What use case do you see for nested data structures? Both Goodreads and Simkl offer CSV exports (which makes CSV kind of a universal import format as well), so at least for media tracking there doesn't seem to be a need for anything more complicated.

IgnisDa · 2023-05-30T04:33:33Z

What use case do you see for nested data structures?

For example a media item can be added to the seen history multiple times. How can I represent this in a CSV?

Mega-Volti · 2023-05-30T11:23:10Z

I think Simkl "solves" this by only saving the latest view date in the CSV, plus potentially a view count. But you are correct, the view history (dates) for the other times would be lost in that case, while they could be preserved within a JSON structure. Simkl also offers JSON export functionality which preserves all information.

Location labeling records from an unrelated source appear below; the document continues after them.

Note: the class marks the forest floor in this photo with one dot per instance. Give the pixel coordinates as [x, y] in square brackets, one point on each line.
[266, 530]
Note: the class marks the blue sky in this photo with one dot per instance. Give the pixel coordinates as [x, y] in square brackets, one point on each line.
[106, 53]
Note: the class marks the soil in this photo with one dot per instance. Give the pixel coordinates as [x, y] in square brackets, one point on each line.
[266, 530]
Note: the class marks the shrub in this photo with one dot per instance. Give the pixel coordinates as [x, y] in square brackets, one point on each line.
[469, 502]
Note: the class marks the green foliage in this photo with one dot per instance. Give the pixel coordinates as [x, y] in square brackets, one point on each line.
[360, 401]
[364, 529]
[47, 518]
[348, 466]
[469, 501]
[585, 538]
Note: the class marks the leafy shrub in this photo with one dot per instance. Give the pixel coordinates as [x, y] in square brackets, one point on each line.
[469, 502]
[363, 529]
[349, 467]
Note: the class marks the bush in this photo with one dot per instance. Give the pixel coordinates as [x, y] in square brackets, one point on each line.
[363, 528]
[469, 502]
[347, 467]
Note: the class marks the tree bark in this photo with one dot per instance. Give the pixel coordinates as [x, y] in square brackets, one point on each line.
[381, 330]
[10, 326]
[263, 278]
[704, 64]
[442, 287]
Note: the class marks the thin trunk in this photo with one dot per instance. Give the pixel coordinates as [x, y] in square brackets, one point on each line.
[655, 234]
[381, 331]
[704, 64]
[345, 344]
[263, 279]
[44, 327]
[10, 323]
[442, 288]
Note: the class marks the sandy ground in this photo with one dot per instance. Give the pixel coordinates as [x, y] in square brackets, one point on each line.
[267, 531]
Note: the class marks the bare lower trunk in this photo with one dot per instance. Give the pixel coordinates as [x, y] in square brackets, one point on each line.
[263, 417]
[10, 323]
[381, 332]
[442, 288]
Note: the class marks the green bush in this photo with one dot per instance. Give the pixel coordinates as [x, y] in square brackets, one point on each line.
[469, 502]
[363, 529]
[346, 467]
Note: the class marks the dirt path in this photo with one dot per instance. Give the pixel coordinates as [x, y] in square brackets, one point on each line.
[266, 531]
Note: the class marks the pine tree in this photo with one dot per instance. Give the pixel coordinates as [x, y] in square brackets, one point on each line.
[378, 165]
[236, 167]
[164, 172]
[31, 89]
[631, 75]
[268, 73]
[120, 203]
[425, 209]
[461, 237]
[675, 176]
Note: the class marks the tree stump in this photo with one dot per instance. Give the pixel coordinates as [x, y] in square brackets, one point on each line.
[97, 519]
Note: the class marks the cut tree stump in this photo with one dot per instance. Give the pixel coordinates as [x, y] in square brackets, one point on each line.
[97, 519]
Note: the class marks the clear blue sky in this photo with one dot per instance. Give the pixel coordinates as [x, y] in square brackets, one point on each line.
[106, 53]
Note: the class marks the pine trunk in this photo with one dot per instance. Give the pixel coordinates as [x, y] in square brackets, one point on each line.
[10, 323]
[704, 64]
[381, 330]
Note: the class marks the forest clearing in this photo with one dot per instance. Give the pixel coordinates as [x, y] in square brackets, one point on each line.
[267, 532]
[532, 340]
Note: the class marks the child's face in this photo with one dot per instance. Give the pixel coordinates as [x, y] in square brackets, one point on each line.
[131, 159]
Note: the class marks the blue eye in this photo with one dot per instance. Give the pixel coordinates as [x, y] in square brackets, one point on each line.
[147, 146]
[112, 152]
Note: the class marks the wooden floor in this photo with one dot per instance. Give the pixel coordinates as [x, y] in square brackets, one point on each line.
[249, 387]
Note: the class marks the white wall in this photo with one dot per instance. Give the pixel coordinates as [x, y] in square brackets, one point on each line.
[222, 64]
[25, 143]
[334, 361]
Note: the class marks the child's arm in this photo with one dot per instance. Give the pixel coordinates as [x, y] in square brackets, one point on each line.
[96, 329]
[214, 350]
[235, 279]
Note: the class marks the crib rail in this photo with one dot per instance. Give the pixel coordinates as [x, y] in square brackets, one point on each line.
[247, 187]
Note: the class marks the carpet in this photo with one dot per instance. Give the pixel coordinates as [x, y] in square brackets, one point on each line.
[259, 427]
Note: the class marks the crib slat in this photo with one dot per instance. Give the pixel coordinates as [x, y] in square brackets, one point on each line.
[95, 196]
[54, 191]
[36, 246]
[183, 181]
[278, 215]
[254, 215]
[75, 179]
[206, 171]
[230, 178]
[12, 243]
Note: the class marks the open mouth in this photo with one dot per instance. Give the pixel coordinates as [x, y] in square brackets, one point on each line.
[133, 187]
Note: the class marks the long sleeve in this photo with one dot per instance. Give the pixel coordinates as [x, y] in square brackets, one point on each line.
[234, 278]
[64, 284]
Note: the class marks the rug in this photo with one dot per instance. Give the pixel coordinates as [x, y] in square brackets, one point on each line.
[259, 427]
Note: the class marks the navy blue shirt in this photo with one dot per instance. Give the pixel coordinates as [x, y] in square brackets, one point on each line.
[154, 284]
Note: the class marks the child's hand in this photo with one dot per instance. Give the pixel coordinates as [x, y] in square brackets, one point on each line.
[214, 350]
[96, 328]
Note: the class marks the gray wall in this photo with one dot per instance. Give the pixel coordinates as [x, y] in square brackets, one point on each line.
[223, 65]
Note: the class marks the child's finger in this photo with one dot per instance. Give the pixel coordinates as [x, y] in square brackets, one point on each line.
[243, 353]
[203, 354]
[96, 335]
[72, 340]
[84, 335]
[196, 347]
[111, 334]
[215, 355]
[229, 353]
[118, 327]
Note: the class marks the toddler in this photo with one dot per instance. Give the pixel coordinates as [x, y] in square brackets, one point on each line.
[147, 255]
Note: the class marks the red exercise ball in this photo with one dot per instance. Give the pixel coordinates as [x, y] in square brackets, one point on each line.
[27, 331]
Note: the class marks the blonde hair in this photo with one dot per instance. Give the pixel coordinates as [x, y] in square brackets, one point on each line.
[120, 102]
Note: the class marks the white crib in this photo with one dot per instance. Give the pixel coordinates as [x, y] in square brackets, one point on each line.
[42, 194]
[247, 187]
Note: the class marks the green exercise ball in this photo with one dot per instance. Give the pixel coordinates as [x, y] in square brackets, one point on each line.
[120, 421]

It's certainly a tradeoff, complete information vs simplicity of the format. Since either one is text based and it's easy enough to convert one to the other manually if necessary, I think either one would be great options.

IgnisDa · 2023-05-30T12:50:06Z

Cool. I think I'll go with JSON exports then.

Mega-Volti · 2023-05-30T22:41:24Z

Awesome :) Imports as well? That's probably the harder part to get right (name matching and reports on what got matched), although personally I think it's the more important one. With a huge existing collection, entering data manually might not be feasible at all, which means switching to Ryot might be impossible in that case.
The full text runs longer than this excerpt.